Internal Controls VS. External Controls

When debating what to focus on for the sake of accounting compliance, it’s important to note that you can never completely be without one or the other. Internal Controls are down to the things you do, yourself, as a business to manage money. Whether it’s a software suite, a cloud-based solution like SoftLedger or it’s all hand-written and organized the way you like it, that is an Internal Control. It’s the way you deal with tracking the money your business gains and loses. External Controls will always exist, and their actions will cause changes in your company whether you want them to or not. 

Having strong and steady Internal Controls will help keep management high, but that requires time which those will spend away from the business’ main line of work. And, it’s a skill some people don’t have. It could be cheaper in the long run to hire someone in and let them set up an accounting procedure for you. This would be integrating an External Control into an Internal Control, bridging the gap. Or if a company has more to do than just tracking its money and requires active, continuous management, outsourcing the work to another company may be more profitable than hiring and training multiple accountants.

Why Is Accounting Compliance Important? 

There’s no ignoring every External Control out there, especially ones tied to governing bodies. Government at every level can have a say on how your money should be managed. These relate to laws, which is where Compliance becomes crucial. Breaking a law, even by accident, will incur fines which will hurt the business. It’s money lost with no production, and not a business expenditure. Preventing fines and other fees is why Accounting Compliance is so necessary. 

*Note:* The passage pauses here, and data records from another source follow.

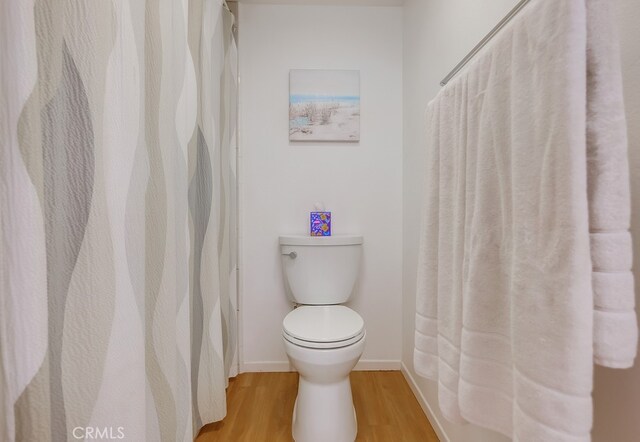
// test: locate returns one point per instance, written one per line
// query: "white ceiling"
(330, 2)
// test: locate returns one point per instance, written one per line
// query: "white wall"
(437, 34)
(361, 183)
(617, 392)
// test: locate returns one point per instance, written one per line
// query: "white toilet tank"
(320, 270)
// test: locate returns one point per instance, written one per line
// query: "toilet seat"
(323, 326)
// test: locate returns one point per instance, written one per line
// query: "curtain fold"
(117, 218)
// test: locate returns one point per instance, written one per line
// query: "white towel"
(525, 170)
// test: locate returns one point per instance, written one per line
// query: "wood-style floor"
(260, 405)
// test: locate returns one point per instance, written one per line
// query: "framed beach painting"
(324, 105)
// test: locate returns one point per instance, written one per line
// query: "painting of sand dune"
(324, 105)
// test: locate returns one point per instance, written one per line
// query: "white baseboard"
(268, 366)
(426, 408)
(280, 366)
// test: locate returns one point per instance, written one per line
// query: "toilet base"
(324, 412)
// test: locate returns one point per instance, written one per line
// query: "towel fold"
(524, 263)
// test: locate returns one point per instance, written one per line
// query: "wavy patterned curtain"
(117, 218)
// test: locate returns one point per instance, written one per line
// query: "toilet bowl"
(324, 343)
(323, 339)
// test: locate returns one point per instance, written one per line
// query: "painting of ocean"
(324, 105)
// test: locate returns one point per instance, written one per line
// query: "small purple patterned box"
(320, 223)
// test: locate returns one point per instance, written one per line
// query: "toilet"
(322, 338)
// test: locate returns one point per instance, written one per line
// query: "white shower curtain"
(117, 213)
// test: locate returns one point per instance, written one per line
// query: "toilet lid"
(323, 324)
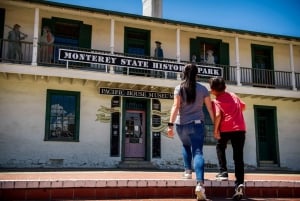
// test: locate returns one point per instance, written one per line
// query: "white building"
(102, 100)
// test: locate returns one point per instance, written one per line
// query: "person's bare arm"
(174, 112)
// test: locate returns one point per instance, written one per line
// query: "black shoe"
(222, 176)
(239, 192)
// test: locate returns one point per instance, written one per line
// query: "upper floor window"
(62, 116)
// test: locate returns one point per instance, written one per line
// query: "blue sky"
(280, 17)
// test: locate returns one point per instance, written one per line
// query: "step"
(137, 185)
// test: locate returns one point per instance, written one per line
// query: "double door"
(135, 134)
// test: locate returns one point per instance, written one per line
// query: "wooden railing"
(248, 76)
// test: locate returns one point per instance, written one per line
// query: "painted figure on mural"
(15, 36)
(46, 45)
(158, 52)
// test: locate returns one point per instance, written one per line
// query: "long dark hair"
(188, 85)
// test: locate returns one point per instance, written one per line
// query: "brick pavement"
(129, 184)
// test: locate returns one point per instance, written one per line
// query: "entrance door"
(266, 132)
(135, 134)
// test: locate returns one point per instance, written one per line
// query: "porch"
(234, 75)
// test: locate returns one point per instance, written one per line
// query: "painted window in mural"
(62, 116)
(115, 128)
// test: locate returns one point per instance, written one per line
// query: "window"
(115, 128)
(156, 136)
(62, 116)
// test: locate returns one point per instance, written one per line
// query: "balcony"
(247, 76)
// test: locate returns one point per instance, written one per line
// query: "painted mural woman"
(46, 45)
(187, 120)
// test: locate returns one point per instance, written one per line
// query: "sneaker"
(222, 176)
(200, 192)
(239, 192)
(187, 174)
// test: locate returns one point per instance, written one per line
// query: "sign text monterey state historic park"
(132, 62)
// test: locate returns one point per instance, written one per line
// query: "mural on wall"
(104, 115)
(162, 128)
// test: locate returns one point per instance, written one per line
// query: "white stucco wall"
(23, 106)
(22, 127)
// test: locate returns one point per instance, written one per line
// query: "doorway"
(134, 134)
(266, 136)
(263, 67)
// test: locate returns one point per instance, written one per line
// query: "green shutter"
(47, 22)
(85, 36)
(224, 53)
(224, 59)
(194, 49)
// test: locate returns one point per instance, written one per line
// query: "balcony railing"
(248, 76)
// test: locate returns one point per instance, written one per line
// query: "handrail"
(249, 76)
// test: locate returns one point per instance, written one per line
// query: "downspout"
(35, 37)
(178, 49)
(293, 76)
(238, 67)
(112, 42)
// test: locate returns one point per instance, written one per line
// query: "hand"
(217, 135)
(170, 132)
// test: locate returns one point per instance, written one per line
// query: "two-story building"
(98, 97)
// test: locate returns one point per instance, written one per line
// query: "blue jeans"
(192, 137)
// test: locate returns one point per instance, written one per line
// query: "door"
(262, 60)
(266, 131)
(134, 134)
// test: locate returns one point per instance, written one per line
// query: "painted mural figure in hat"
(46, 42)
(14, 46)
(158, 52)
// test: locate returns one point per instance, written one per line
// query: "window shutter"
(85, 36)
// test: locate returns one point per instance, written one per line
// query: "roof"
(161, 20)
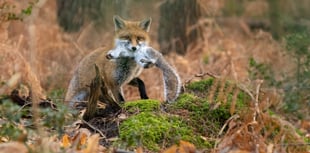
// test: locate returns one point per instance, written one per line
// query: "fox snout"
(109, 56)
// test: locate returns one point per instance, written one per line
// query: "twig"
(94, 128)
(223, 127)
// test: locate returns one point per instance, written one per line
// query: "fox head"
(130, 36)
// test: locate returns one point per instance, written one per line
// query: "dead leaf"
(172, 149)
(65, 142)
(13, 147)
(186, 147)
(92, 144)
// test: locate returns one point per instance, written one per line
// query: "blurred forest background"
(241, 40)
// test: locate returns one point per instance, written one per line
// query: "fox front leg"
(137, 82)
(172, 82)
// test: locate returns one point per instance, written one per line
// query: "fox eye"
(125, 37)
(140, 38)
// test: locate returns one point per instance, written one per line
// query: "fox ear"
(146, 24)
(118, 22)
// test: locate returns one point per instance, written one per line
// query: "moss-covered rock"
(144, 105)
(153, 131)
(192, 117)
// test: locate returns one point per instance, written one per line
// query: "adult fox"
(116, 72)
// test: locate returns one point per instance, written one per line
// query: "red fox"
(146, 57)
(116, 72)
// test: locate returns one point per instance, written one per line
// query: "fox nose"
(134, 48)
(109, 56)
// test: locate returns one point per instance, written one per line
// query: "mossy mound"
(154, 131)
(192, 118)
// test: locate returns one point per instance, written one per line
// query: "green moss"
(202, 85)
(153, 131)
(144, 105)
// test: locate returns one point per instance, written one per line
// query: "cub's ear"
(118, 22)
(146, 24)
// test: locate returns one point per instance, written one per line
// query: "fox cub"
(130, 36)
(146, 57)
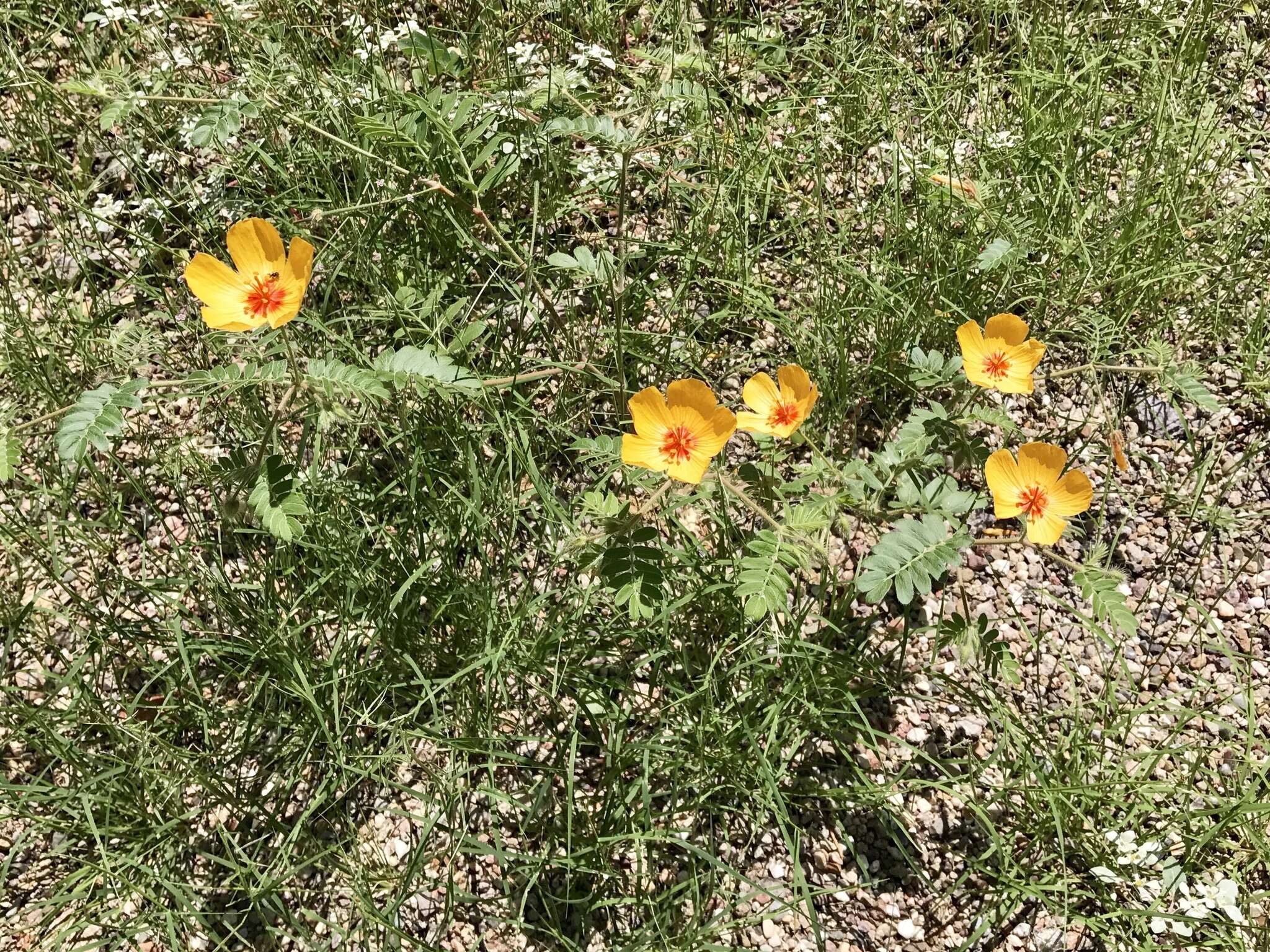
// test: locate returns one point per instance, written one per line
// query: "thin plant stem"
(1100, 368)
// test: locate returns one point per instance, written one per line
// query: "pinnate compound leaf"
(631, 569)
(1101, 589)
(997, 253)
(763, 580)
(1185, 382)
(339, 381)
(97, 416)
(993, 415)
(910, 559)
(276, 501)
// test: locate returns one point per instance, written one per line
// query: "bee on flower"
(1037, 489)
(778, 410)
(1000, 356)
(266, 284)
(677, 434)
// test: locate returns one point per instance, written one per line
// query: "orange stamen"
(996, 364)
(783, 415)
(678, 443)
(1034, 501)
(265, 296)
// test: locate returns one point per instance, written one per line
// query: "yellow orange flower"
(1000, 357)
(778, 412)
(1037, 488)
(678, 434)
(267, 287)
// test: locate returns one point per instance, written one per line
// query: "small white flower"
(585, 55)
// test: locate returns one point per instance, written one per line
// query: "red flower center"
(1034, 501)
(678, 443)
(783, 415)
(265, 296)
(996, 364)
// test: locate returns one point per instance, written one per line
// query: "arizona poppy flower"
(678, 434)
(778, 412)
(1037, 488)
(1000, 357)
(267, 287)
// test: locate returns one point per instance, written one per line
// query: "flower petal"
(973, 353)
(1072, 494)
(1010, 328)
(641, 451)
(1047, 530)
(215, 283)
(753, 423)
(300, 263)
(691, 470)
(290, 306)
(255, 248)
(716, 431)
(1005, 483)
(1041, 464)
(649, 413)
(970, 339)
(796, 385)
(761, 395)
(691, 394)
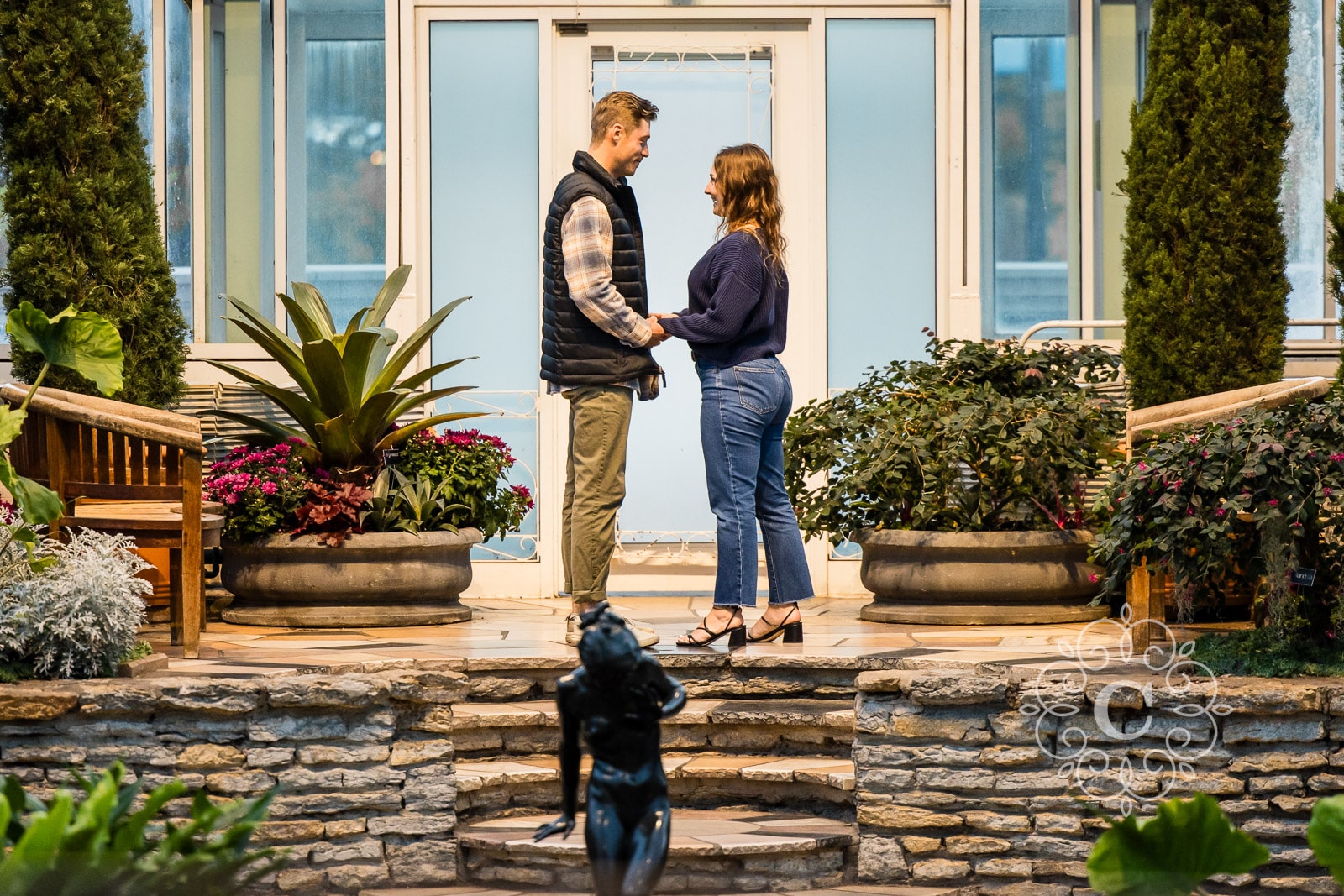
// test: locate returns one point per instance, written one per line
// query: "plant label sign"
(1304, 578)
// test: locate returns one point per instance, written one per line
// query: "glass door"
(714, 87)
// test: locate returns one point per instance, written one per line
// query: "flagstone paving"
(534, 627)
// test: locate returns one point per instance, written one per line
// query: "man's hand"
(658, 335)
(562, 824)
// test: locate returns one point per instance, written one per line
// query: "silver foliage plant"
(77, 616)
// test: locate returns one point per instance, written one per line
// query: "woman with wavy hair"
(736, 324)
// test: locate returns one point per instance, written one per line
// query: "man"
(596, 338)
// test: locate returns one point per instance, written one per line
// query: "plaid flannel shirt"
(586, 242)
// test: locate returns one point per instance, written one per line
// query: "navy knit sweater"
(739, 308)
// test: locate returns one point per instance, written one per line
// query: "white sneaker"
(644, 633)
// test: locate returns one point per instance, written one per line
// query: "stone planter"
(371, 579)
(979, 578)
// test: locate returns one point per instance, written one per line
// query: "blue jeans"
(743, 414)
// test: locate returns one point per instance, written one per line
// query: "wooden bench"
(1146, 593)
(129, 469)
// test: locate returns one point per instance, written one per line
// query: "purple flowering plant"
(261, 488)
(470, 469)
(1236, 506)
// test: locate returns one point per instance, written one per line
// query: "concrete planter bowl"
(979, 578)
(371, 579)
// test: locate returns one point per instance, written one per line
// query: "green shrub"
(82, 222)
(981, 437)
(1227, 504)
(108, 846)
(1205, 253)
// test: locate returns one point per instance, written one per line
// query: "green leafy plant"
(82, 221)
(1241, 504)
(349, 396)
(108, 846)
(1205, 251)
(1173, 853)
(472, 468)
(402, 504)
(981, 437)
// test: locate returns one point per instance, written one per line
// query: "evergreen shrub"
(1205, 251)
(82, 223)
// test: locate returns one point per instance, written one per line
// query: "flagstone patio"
(534, 627)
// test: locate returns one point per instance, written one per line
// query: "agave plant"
(349, 396)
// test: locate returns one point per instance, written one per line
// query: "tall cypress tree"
(1206, 291)
(84, 228)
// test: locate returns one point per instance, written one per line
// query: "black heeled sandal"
(737, 636)
(792, 631)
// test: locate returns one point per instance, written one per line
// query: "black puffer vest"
(575, 349)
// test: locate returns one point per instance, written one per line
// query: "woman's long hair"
(750, 199)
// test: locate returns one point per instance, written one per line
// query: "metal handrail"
(1120, 324)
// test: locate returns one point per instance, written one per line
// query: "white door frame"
(800, 160)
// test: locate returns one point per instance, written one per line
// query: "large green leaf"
(84, 342)
(387, 296)
(316, 315)
(324, 363)
(407, 352)
(38, 504)
(1173, 853)
(1326, 835)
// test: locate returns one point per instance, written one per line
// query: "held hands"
(562, 824)
(659, 335)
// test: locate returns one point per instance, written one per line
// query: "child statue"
(617, 696)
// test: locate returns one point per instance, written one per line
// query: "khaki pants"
(595, 486)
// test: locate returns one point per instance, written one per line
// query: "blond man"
(596, 338)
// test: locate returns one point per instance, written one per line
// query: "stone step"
(761, 727)
(711, 852)
(848, 889)
(783, 671)
(488, 788)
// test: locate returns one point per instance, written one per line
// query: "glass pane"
(1030, 165)
(335, 150)
(1117, 56)
(707, 100)
(879, 105)
(141, 22)
(1304, 157)
(480, 190)
(179, 150)
(244, 134)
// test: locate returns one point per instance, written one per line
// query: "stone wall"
(363, 762)
(956, 783)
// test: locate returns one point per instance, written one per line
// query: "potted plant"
(963, 479)
(319, 530)
(1242, 511)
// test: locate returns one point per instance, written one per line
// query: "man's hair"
(622, 107)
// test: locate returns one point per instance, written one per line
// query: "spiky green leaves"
(349, 390)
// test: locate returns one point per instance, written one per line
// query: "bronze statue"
(618, 696)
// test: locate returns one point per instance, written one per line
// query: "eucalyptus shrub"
(82, 222)
(1230, 503)
(1205, 251)
(981, 437)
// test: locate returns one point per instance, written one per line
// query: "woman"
(736, 324)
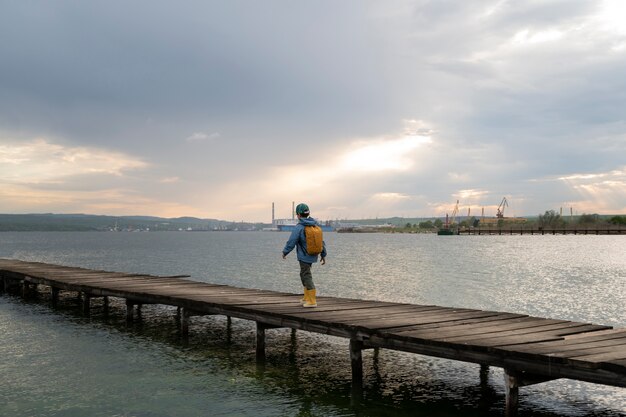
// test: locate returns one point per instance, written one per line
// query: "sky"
(361, 109)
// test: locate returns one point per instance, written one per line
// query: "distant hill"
(88, 222)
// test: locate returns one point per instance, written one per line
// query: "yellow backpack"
(314, 240)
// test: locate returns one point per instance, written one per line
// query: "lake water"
(58, 363)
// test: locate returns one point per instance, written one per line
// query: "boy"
(298, 240)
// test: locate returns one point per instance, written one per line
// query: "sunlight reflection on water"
(58, 363)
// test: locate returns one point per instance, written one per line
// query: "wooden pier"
(530, 349)
(520, 230)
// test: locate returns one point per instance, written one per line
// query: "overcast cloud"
(359, 108)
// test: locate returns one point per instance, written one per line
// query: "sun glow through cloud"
(383, 155)
(41, 161)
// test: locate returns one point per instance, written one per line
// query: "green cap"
(302, 209)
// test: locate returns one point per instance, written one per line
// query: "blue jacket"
(298, 240)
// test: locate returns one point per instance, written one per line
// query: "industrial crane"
(503, 204)
(446, 230)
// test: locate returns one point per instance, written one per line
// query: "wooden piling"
(184, 323)
(260, 341)
(129, 310)
(86, 304)
(356, 361)
(511, 387)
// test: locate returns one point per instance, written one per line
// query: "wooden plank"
(481, 329)
(397, 325)
(354, 315)
(296, 308)
(552, 332)
(493, 317)
(574, 341)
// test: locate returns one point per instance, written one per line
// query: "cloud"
(40, 160)
(394, 108)
(382, 155)
(203, 137)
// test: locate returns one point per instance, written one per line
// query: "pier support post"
(86, 303)
(260, 341)
(512, 393)
(229, 330)
(484, 375)
(129, 310)
(184, 323)
(54, 292)
(356, 362)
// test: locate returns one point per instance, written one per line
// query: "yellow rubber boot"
(311, 301)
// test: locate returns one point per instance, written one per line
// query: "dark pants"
(306, 276)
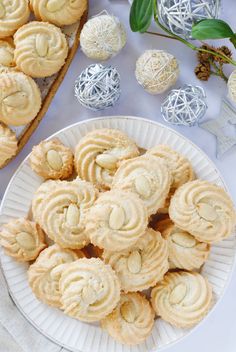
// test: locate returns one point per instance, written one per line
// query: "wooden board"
(31, 127)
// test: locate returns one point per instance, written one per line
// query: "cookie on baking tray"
(52, 160)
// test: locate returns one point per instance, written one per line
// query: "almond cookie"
(8, 143)
(204, 210)
(142, 266)
(7, 52)
(185, 251)
(99, 153)
(20, 98)
(13, 14)
(60, 208)
(90, 290)
(58, 12)
(41, 49)
(22, 239)
(131, 322)
(182, 298)
(45, 273)
(52, 159)
(147, 176)
(117, 220)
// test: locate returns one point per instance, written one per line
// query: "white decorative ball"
(102, 37)
(180, 15)
(232, 86)
(184, 106)
(156, 71)
(98, 87)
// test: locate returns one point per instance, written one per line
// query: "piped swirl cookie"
(22, 239)
(185, 251)
(58, 12)
(13, 14)
(99, 153)
(182, 298)
(131, 322)
(52, 159)
(142, 266)
(60, 207)
(20, 98)
(147, 176)
(8, 143)
(40, 49)
(117, 220)
(204, 210)
(45, 273)
(7, 52)
(90, 290)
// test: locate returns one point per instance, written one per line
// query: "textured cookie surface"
(117, 220)
(182, 298)
(41, 49)
(148, 177)
(22, 239)
(58, 12)
(90, 290)
(204, 210)
(131, 322)
(60, 208)
(52, 159)
(20, 98)
(99, 153)
(142, 266)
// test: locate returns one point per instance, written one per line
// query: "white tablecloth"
(217, 333)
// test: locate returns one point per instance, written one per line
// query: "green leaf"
(211, 29)
(141, 15)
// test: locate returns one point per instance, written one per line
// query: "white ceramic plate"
(70, 333)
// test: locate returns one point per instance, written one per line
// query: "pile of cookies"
(130, 231)
(29, 50)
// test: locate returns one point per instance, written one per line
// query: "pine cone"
(202, 56)
(203, 71)
(225, 51)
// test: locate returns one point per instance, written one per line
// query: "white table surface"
(218, 332)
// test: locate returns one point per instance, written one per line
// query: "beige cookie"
(185, 251)
(60, 207)
(204, 210)
(8, 143)
(45, 273)
(22, 239)
(99, 153)
(182, 298)
(7, 52)
(117, 220)
(148, 177)
(90, 290)
(13, 14)
(131, 322)
(52, 160)
(142, 266)
(41, 49)
(58, 12)
(20, 98)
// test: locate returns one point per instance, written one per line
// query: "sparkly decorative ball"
(180, 15)
(232, 86)
(156, 71)
(102, 37)
(98, 87)
(184, 106)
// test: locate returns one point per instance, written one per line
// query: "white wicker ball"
(232, 86)
(156, 71)
(102, 37)
(180, 15)
(98, 87)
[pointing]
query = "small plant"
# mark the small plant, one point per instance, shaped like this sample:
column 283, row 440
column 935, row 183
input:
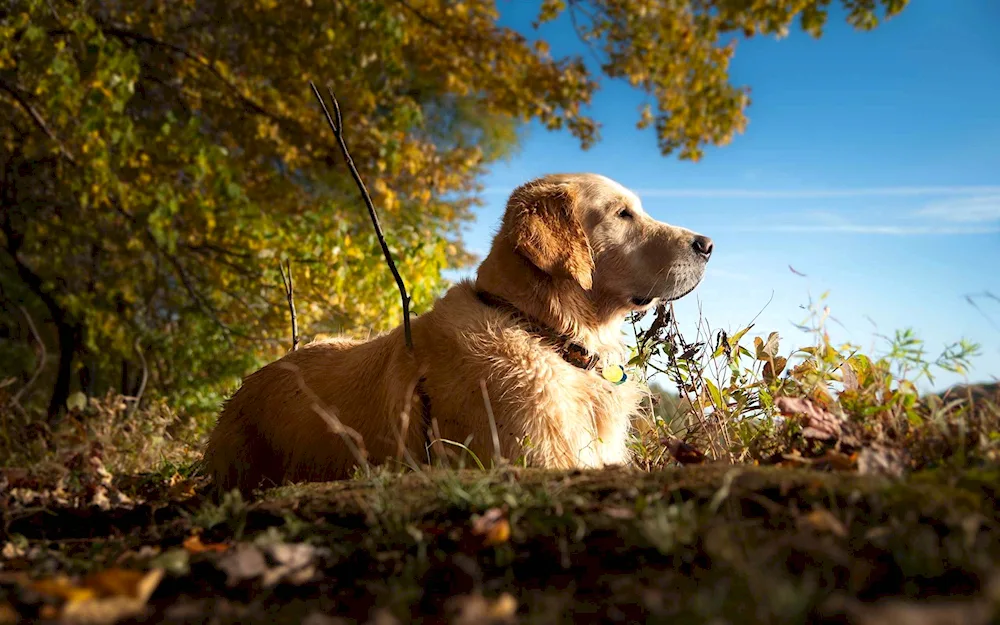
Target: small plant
column 740, row 402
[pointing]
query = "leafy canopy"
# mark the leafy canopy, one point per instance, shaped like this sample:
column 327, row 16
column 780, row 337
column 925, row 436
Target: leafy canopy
column 159, row 158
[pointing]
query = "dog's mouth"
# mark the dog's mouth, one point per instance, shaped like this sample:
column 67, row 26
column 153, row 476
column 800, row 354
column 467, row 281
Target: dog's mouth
column 642, row 302
column 677, row 297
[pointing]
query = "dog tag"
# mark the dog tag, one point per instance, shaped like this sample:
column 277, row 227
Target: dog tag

Integrating Accounting Compliance is made easy by widely available software and online solutions. SoftLedger can be a great way to ease Internal Controls into a company with simple to follow controls and covers a huge range of business applications. It’s also cheap enough to afford for long or short-term solutions while still leaving plenty of room open for the business to improve and settle into finding its own way of handling accounts. Compliance is meant to be within reach, with a little work, for every company so they can stay stable and avoid legal troubles. 

Determine which approach works best for your business and what will help it stay compliant in the future. As long as you’re making and spending money, you are Accounting for it, and you need Accounting Controls and Accounting Compliance.